I’m not afraid of admitting I knew fairly little of JDM before I went to the beach last night for a car meeting. Yeah that’s right, I went to the beach to learn about JDM. Two days ago I was strolling through my Facebook feed and saw that an Instagrammer called SE038 was attending this meeting near his house. I shot him a text and agreed to meet up at the location, little did I know what would be witnessed that evening.

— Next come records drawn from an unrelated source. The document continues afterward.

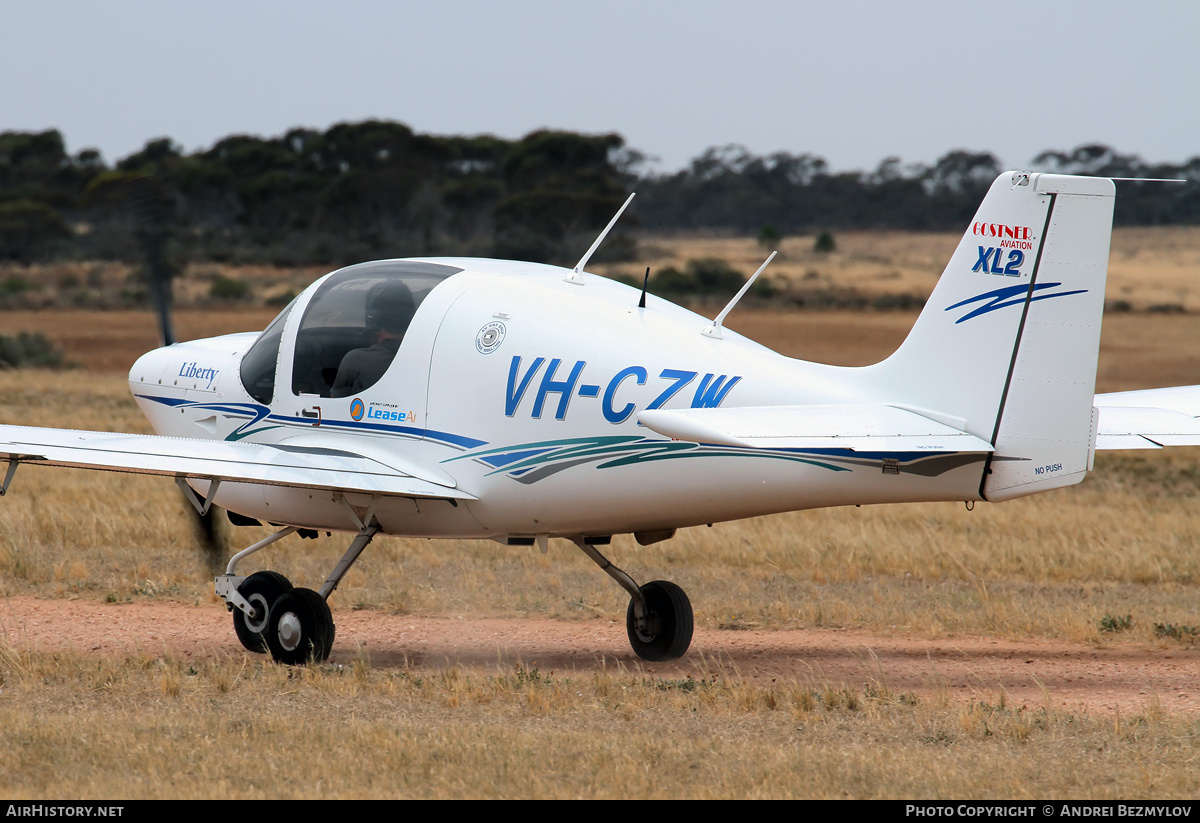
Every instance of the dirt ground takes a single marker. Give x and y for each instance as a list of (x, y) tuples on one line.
[(1119, 679)]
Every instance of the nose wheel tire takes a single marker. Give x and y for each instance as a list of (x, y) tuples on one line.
[(300, 628), (262, 589), (665, 631)]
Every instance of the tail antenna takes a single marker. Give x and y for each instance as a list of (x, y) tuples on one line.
[(715, 329), (574, 277)]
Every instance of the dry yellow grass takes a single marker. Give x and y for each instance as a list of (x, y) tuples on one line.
[(1149, 266), (144, 726)]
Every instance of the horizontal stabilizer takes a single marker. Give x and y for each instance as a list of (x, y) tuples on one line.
[(1149, 419), (858, 427), (297, 467)]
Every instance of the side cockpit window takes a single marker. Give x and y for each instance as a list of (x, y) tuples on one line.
[(258, 366), (355, 323)]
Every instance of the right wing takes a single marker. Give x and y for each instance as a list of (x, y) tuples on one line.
[(292, 466), (1149, 419)]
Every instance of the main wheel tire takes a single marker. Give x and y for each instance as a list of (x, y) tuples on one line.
[(667, 628), (300, 628), (262, 589)]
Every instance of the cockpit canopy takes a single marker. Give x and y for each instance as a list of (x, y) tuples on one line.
[(351, 330)]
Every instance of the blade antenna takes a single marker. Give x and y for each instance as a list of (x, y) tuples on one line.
[(574, 277), (714, 330)]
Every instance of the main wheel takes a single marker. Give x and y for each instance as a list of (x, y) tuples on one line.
[(300, 628), (261, 589), (665, 632)]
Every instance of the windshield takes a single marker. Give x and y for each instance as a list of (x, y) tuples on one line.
[(355, 323), (258, 366)]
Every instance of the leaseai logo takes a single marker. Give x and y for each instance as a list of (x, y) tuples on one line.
[(490, 337)]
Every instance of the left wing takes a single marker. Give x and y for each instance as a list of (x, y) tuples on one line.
[(295, 467), (853, 426), (1149, 419)]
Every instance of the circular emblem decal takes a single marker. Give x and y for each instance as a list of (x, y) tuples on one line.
[(490, 337)]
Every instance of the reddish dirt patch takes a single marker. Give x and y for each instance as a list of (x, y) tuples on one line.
[(1032, 673)]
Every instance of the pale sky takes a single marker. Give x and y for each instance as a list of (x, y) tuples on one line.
[(850, 82)]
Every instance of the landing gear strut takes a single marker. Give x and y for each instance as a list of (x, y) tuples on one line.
[(659, 619), (269, 614)]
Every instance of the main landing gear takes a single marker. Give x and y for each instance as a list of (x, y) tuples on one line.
[(269, 614), (295, 625), (659, 619)]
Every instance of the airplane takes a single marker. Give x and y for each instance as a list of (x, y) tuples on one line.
[(455, 397)]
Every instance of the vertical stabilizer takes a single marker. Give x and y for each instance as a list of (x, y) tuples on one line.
[(1007, 344)]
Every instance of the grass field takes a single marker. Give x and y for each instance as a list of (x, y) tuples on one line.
[(1066, 565)]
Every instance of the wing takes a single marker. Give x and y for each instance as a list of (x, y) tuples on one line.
[(857, 427), (297, 467), (1149, 419)]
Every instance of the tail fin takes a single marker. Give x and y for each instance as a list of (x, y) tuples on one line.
[(1007, 344)]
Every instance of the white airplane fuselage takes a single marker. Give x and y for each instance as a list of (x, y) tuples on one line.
[(522, 390)]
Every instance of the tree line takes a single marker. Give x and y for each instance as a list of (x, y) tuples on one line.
[(378, 188)]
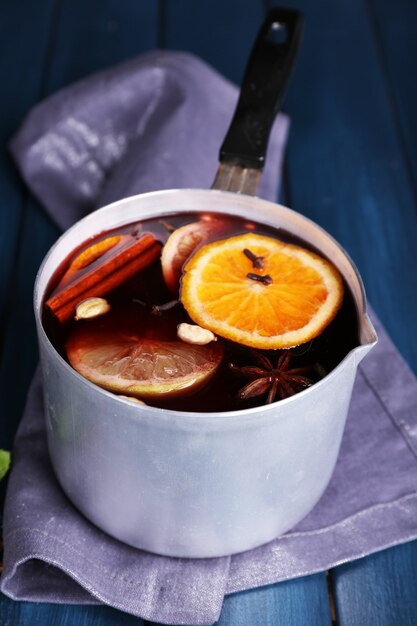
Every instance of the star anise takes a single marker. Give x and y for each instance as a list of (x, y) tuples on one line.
[(282, 380)]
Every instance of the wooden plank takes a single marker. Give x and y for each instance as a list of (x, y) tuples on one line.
[(93, 35), (296, 602), (347, 169), (395, 34), (43, 614), (221, 33), (23, 46), (115, 32), (379, 589)]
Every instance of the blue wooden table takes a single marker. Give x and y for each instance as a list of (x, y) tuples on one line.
[(351, 166)]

Let me explain a few things about JDM first. As you might have read in the link, it’s short for Japanese domestic market. No, not just cars from Japan, it goes way deeper than that. The owner is socially obliged to have the car match the model as it would be in Japan. The parts all have to be legitimate parts and these have to be imported when you’re from outside of Japan, which is far more expensive than you’d think. When your car is legitimately RHD it’s considered more ‘JDM’ than a LHD European or American spec as right hand drive is natively Japanese. This level of precision and dedication made me think twice about this often ridiculed car scene. Without a doubt JDM is the most internationally wide spread scene, but that isn’t all because of the fanbase. No, Japan is a mass exporter of used vehicles. As cars age, you pay more and more for them in Japan and that leads to them being unwanted. It’s safe to conclude that this regulation has been a base for the succes of JDM as a lot of people bought these used cars.


The event was held in the province of Zeeland, in the Netherlands, and over 550 people registered as ‘attending’ on Facebook. It started at 19.00 and I arrived around 15 minutes beforehand to find some of the cars and people already gathering. There were a total of two Nissan R35s that evening and countless R34s and R32s, which at first had everybody drooling. That was until the rest showed up, a large group of Subaru STI’s drove in and little did I know that this was just start. ‘PWOOF, PWOOF, PWOOF’ a huge wall of sound was rolling in, a group of Supras just joined the meeting. By this point the madness was starting to dominate the meeting. Burnouts ensued, smoke filling the beach, exhaust screaming and being surrounded by fellow petrolheads, I have to admit that it was hard not to get carried away in the insanity. The event wasn’t really much more than a 100 JDM cars, petrolheads and socializing, but it were very enjoyable hours.

As the sun started to set and I had to pump up the ISO on my camera beyond my comfort-zone, I decided to round up and head home. But not after I walked past the highlights again. A Mitsubishi Lancer GSR Evolution II, a 240 HP Toyota Starlet, a immensely cool yellow Honda S2000 and my favorite the Nissan R35. As I started my car, the event was nowhere near its end, this truly was a celebration of car culture. Till next year you crazy JDMrs.